14. Related Party Transactions

The Company purchases from surgical instrument manufacturers the surgical
instruments included in instrument sets that are utilized in providing the
Company's services. Pilling Weck, a national surgical instrument
manufacturer and a subsidiary of Teleflex, has agreed to supply surgical
instruments to the Company. Purchases from Pilling Weck are made on
commercial terms. Instrument purchases from Pilling Weck, including
instruments financed under capital lease obligations, for the years ended
December 26, 1999, December 31, 1998 and December 31, 1997, were
approximately $969, $556, and $701, respectively.

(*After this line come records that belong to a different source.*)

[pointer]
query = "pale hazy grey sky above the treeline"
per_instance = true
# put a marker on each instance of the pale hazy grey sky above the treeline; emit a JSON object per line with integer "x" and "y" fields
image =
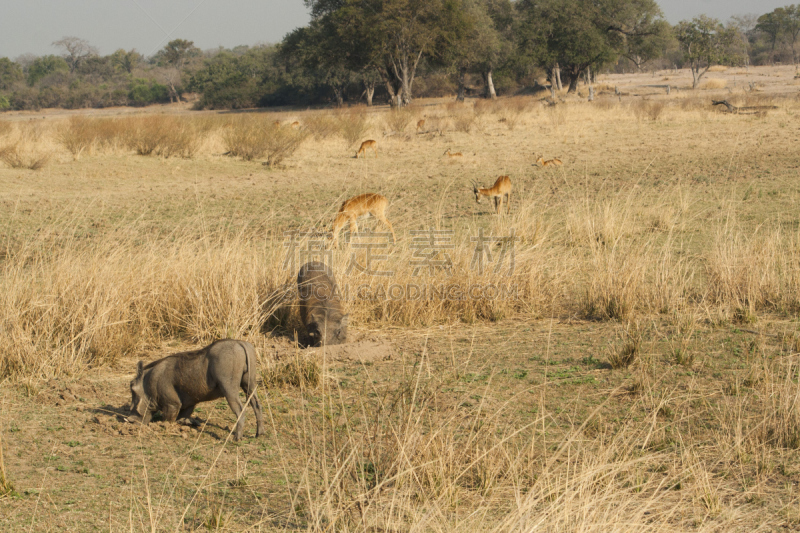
{"x": 30, "y": 26}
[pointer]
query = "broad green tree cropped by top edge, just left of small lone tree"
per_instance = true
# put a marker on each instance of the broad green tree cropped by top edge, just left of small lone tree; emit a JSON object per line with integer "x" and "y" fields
{"x": 576, "y": 35}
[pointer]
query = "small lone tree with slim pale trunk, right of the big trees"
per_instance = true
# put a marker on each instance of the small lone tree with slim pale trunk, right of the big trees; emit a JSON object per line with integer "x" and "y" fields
{"x": 704, "y": 43}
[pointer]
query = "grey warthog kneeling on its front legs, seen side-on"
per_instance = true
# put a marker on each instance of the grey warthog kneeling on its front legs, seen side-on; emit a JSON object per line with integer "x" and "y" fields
{"x": 175, "y": 384}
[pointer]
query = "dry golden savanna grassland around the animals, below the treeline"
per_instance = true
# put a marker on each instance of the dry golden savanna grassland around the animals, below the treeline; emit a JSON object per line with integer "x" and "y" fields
{"x": 641, "y": 376}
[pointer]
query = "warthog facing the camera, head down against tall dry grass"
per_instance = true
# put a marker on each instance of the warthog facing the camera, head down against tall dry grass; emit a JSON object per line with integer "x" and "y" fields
{"x": 320, "y": 305}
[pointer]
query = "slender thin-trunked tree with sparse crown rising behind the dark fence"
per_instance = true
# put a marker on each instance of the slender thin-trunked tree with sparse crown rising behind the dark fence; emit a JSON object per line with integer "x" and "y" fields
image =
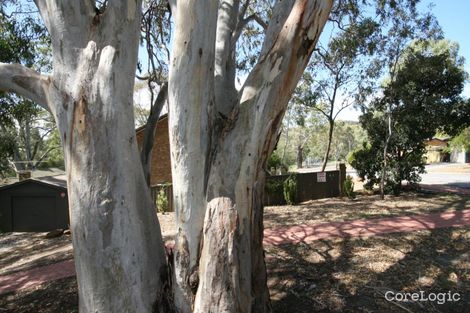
{"x": 338, "y": 74}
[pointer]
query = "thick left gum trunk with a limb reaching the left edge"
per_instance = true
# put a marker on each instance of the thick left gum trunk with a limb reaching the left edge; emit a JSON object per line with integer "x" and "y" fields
{"x": 119, "y": 253}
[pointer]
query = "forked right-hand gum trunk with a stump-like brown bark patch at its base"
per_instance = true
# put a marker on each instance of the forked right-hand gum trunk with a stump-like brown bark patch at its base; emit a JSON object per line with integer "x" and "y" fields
{"x": 218, "y": 166}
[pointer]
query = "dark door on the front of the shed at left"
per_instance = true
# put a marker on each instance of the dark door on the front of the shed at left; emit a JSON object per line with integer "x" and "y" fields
{"x": 33, "y": 213}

In connection with the Company's January 1999 acquisition of ESI and SSI
from TFX, the Company assumed approximately $6,500 of financing from
Teleflex. In addition, the Company has entered into a new revolving credit
facility with Teleflex. The agreement, the terms of which will be reviewed
annually beginning March 2002, provides the Company up to $15,000 of
unsecured financing. Interest under the new agreement will be payable at
the prevailing Prime rate of PNC Bank, plus 1.25 percent. Interest was
charged on the unpaid principal balance during 1999 at a fixed rate of 8
percent, amounting to $649, $29 and $44 for the years ended December 26,
1999, December 31, 1998 and December 31, 1997, respectively.

Teleflex also charged the Company fees for executive management, legal,
treasury, tax and other financial services. Fees of $350 were charged for
the year ended December 26, 1999.

See Notes 6, 8 and 9 for other related party transactions.

15. Commitments and Contingencies:

Minimum annual rental commitments for non-cancelable operating leases,
principally for the Company's off-site sterilization facilities, at
December 26, 1999 are as follows:

2000 $1,812
2001 1,284
2002 1,055
2003 373
2004 187
Thereafter 162
------

$4,873
======

Rent expense net of sublease income of approximately $293 and $86, was
approximately $1,521, $389 and $475 for the years ended December 26, 1999,
December 31, 1998 and December 31, 1997, respectively.